Shah, who lives in Vienna, Virginia, and operates a business based in nearby Reston, runs his horses mostly in California, where his colt Dortmund dominated the $1 million Santa Anita Derby earlier this month. Undefeated in six career starts, he is likely to be one of the top two betting choices at Churchill Downs, along with his stablemate, American Pharoah, who is also trained by three-time Derby winner Bob Baffert.
Dortmund’s emergence as a star this winter continued an exceptional string of high-profile victories for Shah, whose Bayern captured American’s richest race, the Breeders’ Cup Classic, in the fall. Although Shah is only now getting recognition as an important figure in the sport, his connections with racing go back to his early childhood.

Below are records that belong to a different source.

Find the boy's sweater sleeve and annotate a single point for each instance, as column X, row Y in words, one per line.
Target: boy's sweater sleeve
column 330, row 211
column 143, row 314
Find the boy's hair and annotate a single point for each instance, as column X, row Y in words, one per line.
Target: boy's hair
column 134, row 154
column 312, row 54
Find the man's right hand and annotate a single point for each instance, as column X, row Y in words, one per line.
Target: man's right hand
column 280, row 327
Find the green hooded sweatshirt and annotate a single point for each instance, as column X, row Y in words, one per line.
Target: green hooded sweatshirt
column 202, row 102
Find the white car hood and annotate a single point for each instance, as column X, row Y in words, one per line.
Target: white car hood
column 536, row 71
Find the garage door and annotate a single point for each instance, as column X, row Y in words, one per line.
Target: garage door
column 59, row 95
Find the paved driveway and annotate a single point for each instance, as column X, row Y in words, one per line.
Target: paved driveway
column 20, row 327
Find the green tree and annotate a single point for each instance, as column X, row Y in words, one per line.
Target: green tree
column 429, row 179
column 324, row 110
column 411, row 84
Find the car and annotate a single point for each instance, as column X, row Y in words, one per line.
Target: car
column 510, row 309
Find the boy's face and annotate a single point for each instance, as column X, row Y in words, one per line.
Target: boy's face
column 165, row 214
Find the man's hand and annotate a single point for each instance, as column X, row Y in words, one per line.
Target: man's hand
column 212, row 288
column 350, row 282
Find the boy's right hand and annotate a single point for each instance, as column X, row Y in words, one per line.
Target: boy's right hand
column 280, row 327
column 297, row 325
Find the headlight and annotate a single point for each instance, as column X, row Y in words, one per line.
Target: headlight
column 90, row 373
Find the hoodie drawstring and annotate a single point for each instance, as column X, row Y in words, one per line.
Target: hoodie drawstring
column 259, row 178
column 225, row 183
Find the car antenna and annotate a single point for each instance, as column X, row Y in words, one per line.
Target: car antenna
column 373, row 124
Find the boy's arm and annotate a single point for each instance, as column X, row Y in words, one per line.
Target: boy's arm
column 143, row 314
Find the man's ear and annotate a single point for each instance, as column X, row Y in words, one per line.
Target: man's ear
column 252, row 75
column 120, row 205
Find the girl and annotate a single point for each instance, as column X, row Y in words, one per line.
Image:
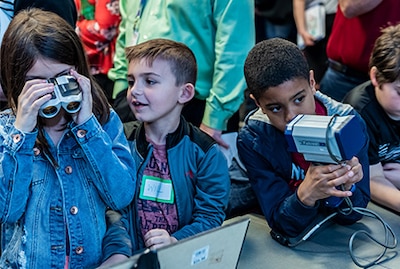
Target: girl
column 58, row 175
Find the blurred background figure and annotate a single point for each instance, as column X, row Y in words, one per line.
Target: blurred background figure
column 315, row 50
column 97, row 27
column 274, row 18
column 356, row 26
column 64, row 8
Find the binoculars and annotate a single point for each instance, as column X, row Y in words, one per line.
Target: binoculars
column 67, row 94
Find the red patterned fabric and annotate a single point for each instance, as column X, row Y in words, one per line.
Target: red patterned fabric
column 98, row 32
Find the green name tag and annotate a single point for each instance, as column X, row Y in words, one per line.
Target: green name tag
column 156, row 189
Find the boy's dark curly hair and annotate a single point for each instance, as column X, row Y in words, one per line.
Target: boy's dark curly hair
column 272, row 62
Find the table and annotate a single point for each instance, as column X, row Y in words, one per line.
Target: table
column 326, row 248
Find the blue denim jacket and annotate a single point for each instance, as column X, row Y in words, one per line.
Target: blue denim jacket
column 50, row 210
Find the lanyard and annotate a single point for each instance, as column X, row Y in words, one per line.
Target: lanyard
column 138, row 15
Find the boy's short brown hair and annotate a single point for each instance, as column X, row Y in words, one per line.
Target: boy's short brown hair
column 385, row 55
column 181, row 58
column 272, row 62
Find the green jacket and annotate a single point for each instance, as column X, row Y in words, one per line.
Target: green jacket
column 219, row 32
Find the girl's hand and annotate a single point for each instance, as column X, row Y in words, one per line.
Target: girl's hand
column 35, row 93
column 87, row 102
column 157, row 238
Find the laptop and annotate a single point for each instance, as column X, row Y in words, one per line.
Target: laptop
column 218, row 248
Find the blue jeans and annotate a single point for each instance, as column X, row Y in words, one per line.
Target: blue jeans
column 337, row 85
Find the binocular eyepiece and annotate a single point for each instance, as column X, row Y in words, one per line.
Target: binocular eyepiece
column 66, row 94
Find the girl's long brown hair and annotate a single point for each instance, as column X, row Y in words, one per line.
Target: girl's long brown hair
column 34, row 34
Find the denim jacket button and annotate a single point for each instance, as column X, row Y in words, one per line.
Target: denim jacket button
column 81, row 133
column 68, row 170
column 79, row 250
column 73, row 210
column 36, row 151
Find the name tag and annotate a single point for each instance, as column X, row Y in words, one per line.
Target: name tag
column 156, row 189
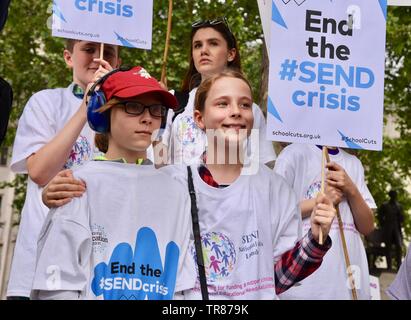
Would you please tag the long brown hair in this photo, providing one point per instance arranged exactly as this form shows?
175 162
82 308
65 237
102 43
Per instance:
192 78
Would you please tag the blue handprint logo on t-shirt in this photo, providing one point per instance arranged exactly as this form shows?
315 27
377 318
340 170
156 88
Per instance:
139 275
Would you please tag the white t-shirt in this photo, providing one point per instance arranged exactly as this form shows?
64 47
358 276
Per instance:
244 228
300 164
127 237
186 142
45 114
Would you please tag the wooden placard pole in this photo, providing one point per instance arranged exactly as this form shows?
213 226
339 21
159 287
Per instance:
101 51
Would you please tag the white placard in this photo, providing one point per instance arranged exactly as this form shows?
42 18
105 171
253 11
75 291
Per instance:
121 22
326 82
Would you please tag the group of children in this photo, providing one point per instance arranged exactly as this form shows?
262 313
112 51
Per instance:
121 228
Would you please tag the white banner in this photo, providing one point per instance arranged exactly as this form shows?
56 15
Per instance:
121 22
326 82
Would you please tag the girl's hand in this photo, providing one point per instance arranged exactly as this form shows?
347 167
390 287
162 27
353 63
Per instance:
322 216
102 70
61 189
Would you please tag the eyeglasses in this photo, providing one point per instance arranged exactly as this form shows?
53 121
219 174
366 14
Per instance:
136 108
220 20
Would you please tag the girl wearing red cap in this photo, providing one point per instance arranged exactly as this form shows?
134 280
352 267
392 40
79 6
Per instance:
127 236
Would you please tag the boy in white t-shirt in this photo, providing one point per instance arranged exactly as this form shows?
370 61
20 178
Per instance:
128 236
300 165
52 134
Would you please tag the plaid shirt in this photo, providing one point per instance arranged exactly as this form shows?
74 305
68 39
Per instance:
295 264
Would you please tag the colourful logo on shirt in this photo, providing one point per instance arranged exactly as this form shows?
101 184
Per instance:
219 255
138 275
80 153
313 190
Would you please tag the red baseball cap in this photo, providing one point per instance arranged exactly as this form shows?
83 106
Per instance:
133 83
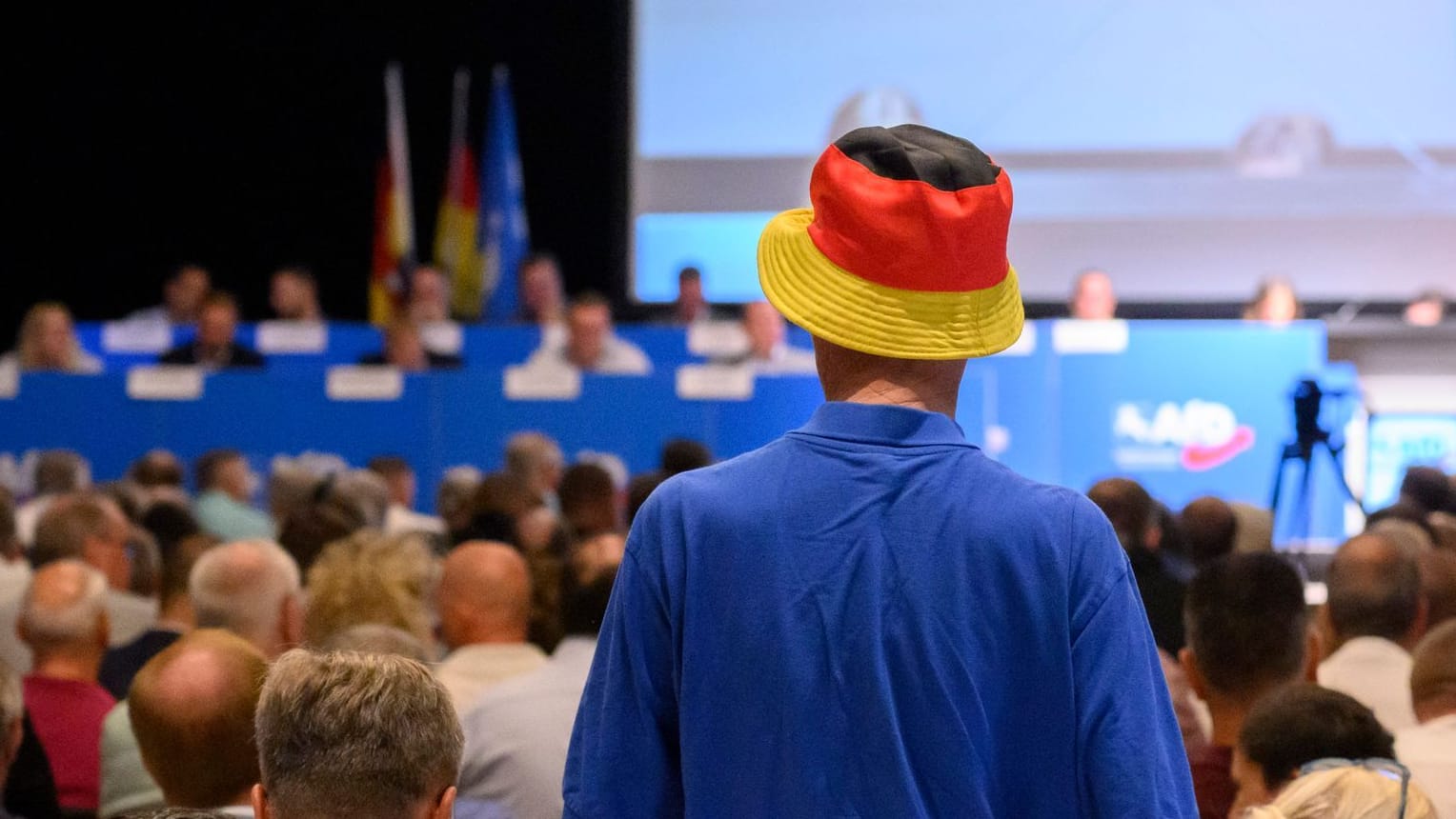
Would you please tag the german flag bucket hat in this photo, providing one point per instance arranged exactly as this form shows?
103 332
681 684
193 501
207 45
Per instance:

Shah grew up in southern India, where his father Majeed was one of the country’s leading thoroughbred trainers, twice the winner of his country’s Triple Crown. “For as long as I can remember, I went to the track with him,” said Shah, who loved the animals as well as the glamour of the sport. But Majeed made it clear that he did not want his son to follow in his footsteps.
He insisted that Kaleem’s top priority was to get an education. At some time in the future, the father told him, “You could come into the game as an owner.” Kaleem assented: “I admired, respected and loved him. He saw potential in me, and I knew he had advised me to do the right thing.”

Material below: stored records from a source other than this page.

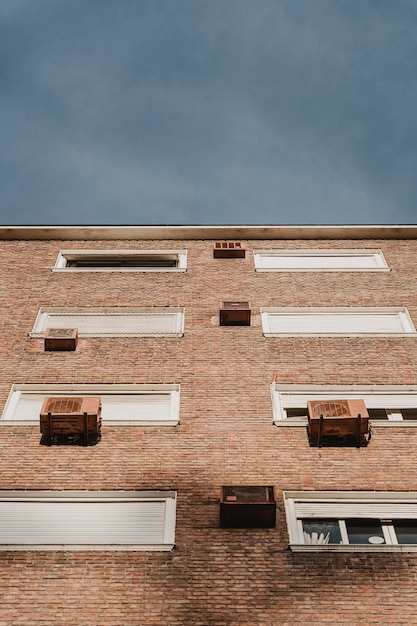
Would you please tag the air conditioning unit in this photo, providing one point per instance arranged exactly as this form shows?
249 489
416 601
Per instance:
247 507
337 418
228 250
235 313
61 339
69 416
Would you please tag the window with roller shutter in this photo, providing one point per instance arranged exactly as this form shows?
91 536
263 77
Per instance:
112 321
87 520
124 405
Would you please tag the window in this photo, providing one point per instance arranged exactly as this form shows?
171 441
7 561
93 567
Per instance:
123 405
321 260
388 406
336 321
351 521
121 261
87 520
112 321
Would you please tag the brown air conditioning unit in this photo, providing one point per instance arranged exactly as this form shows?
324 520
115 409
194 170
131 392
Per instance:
69 416
234 313
248 507
337 418
61 339
228 250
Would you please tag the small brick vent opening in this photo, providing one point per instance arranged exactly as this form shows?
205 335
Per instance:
228 250
61 339
247 507
338 423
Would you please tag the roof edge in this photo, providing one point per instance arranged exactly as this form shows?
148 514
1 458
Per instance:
75 233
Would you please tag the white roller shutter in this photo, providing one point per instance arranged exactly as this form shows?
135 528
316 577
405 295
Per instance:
48 522
345 510
342 321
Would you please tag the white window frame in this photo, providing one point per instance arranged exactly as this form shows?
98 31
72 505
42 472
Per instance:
401 313
392 398
61 264
384 507
44 390
119 498
308 260
44 320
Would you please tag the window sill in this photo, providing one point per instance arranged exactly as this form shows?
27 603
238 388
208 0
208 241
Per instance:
373 423
295 547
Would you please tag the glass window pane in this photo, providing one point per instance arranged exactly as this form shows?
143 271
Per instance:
365 531
406 530
321 532
296 413
409 414
377 414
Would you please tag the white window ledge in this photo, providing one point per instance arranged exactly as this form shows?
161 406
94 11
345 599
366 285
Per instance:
391 398
351 521
122 405
300 547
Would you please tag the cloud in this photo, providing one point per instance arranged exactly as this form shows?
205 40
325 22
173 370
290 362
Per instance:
185 112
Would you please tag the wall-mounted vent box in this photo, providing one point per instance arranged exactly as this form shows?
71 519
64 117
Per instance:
337 418
247 507
234 313
61 339
69 416
228 250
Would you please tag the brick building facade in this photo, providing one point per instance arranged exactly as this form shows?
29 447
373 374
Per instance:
240 422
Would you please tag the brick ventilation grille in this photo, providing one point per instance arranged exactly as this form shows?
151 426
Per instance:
60 332
247 494
64 405
227 245
331 409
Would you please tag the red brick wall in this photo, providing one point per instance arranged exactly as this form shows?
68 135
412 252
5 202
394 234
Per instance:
226 436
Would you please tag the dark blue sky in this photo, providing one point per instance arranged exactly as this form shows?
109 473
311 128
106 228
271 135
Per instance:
208 111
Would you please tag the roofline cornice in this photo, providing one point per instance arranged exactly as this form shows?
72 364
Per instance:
208 232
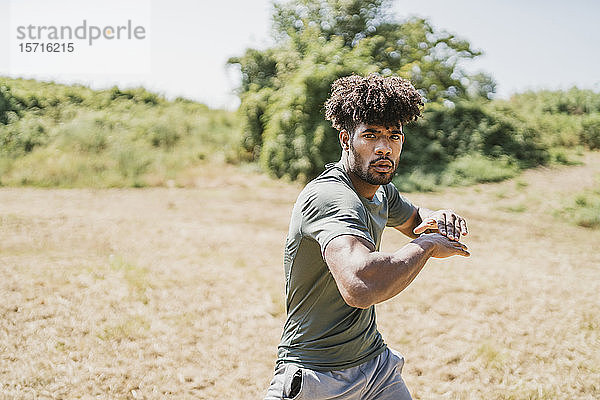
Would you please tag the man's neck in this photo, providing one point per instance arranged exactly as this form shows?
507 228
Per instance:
363 188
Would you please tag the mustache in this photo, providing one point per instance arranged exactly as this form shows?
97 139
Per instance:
382 159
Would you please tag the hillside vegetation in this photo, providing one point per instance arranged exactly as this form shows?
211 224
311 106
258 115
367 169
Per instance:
55 135
464 137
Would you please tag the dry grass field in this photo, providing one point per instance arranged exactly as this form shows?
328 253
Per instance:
178 292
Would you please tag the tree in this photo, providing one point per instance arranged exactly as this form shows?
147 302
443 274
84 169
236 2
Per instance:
283 88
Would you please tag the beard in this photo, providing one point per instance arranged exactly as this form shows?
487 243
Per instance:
357 167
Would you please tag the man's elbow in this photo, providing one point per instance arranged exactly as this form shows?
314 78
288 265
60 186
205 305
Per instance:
358 297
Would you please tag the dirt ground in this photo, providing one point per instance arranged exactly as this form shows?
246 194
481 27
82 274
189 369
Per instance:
178 293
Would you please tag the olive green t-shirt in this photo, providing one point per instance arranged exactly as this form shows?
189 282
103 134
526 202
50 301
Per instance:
322 332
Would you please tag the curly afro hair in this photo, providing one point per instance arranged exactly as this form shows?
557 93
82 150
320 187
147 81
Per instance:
373 100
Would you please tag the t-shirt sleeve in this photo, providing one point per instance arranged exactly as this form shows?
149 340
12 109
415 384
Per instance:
330 211
399 207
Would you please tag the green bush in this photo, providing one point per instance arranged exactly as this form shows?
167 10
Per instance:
590 131
583 209
72 136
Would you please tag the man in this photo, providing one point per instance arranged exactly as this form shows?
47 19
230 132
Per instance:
334 271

Shah went to college in India, came to the United States and earned master’s degrees at Clemson and George Washington University, one in computer programming and the other in international finance. He worked as a software engineer before starting his own company, Calnet, in 1989, with less than $3,000 in capital, a personal computer and a dot-matrix printer. Originally an Internet-technology company for private clients, Calnet grew to become a significant government contractor. It obtained a top-secret security clearance and won contracts for intelligence analysis and language services. (Among them: $66 million from the U.S. Army to manage translation and interpretation services at Guantanamo Bay.)

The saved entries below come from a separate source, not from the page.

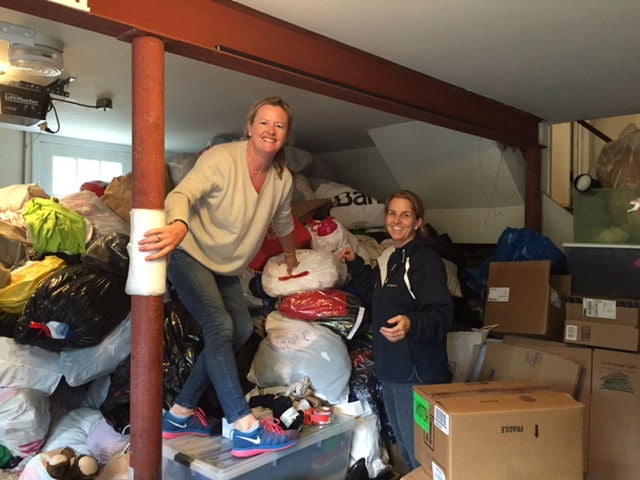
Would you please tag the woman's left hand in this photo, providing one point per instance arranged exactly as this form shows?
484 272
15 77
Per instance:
400 325
162 241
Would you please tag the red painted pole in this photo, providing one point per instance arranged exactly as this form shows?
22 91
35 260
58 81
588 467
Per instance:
533 189
147 311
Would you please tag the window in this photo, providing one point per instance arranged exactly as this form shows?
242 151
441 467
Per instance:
61 165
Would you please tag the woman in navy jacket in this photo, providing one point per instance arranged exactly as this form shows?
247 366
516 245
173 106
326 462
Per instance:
411 313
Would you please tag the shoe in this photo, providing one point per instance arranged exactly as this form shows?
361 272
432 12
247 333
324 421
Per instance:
267 437
196 424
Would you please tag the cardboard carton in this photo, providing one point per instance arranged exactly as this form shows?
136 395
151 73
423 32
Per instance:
511 362
582 355
603 322
615 415
522 299
426 396
501 435
417 474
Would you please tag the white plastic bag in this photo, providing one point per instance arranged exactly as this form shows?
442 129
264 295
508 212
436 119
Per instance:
294 349
81 365
463 349
316 270
24 420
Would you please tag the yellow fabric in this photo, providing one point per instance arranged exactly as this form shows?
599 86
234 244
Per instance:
25 281
54 227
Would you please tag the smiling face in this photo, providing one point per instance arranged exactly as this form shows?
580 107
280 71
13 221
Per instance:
268 130
401 221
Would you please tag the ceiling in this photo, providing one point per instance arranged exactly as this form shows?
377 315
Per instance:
558 60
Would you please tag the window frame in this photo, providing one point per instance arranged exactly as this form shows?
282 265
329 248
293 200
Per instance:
45 147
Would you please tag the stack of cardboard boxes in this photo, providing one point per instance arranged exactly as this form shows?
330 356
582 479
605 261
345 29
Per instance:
581 416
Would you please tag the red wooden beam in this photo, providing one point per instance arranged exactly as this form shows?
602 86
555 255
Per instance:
230 35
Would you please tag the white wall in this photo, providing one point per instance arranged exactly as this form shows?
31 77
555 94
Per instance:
472 189
11 157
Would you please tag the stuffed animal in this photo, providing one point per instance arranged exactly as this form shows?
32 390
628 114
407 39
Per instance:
67 465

As his business began to prosper, Shah bought some horses of moderate class in the mid-1990s and campaigned them at the Maryland tracks under the care of trainers James Murphy and Dale Capuano. He got serious about the game in 2009, with Baffert as his trainer and Donato Lanni of Lexington, Kentucky, as a bloodstock adviser. Shah liked their approach as they evaluated horses he might buy at auction; they placed a strong emphasis on athleticism over pedigree.
But even with such expert guidance, Shah’s luck was initially bad. One of his first big ventures was his $1.9 million purchase of a 2-year-old named Take Control, who was hampered by shin problems, raced only four times through the age of 6 and then was euthanized after being injured in a workout. Shah experienced ill fortune with some of his other early acquisitions, too, yet he remained optimistic. “If you’re in horse racing like I have been all my life, you know that there will be just a few horses who pan out, and that handful can pay for all the investments,” he said. “It’s like the dot-com era — only a few companies are going to be super-good.”
His patience was finally rewarded when the late-blooming Bayern emerged as a star 3-year-old and won the Breeders’ Cup Classic. Some racing fans would say that Shah was the beneficiary of undeserved good fortune; Bayern instigated a chain-reaction bumping incident as he left the gate, and the stewards conducted an inquiry before deciding not to disqualify him. After the stewards left his number up, Bayern became the top money-winning U.S. racehorse of 2014, with earnings of $4.38 million, and Shah was the No. 2 money-winning owner.
Shah had another important moment last year when he paid $140,000 for a son of Kentucky Derby winner Big Brown at an auction of 2-year-olds in Maryland. The colt, Dortmund (whom he named, like Bayern, after a famous German soccer team) was a giant of a horse, and such animals are sometimes ponderous, slow to develop. Dortmund, however, was light on his feet, athletic from the start. He won all three of his races as a 2-year-old, but his victory in the Robert B. Lewis Stakes at Santa Anita in February bolstered his reputation.
After chasing a front-runner and taking the lead, Dortmund was challenged on the turn by Firing Line, his main rival. Firing Line pulled ahead of him by nearly a length, and announcer Trevor Denman exclaimed, “Firing Line has [Dortmund’s] measure!” Baffert later admitted that he was thinking, at that moment, “Boy, I was wrong about this horse.” But Dortmund refused to surrender. He cut into Firing Line’s lead inch by inch, and won a photo finish by a head.
When buyers spend big money for well-bred, good-looking horses, they can never know what’s inside the horse, and whether he’ll be a tough competitor. When Dortmund beat Firing Line, the owner said, “That’s when we knew.” Shah’s colt has every ingredient necessary for success in the Derby — experience, speed and guts. A classic American success story may be about to get even better.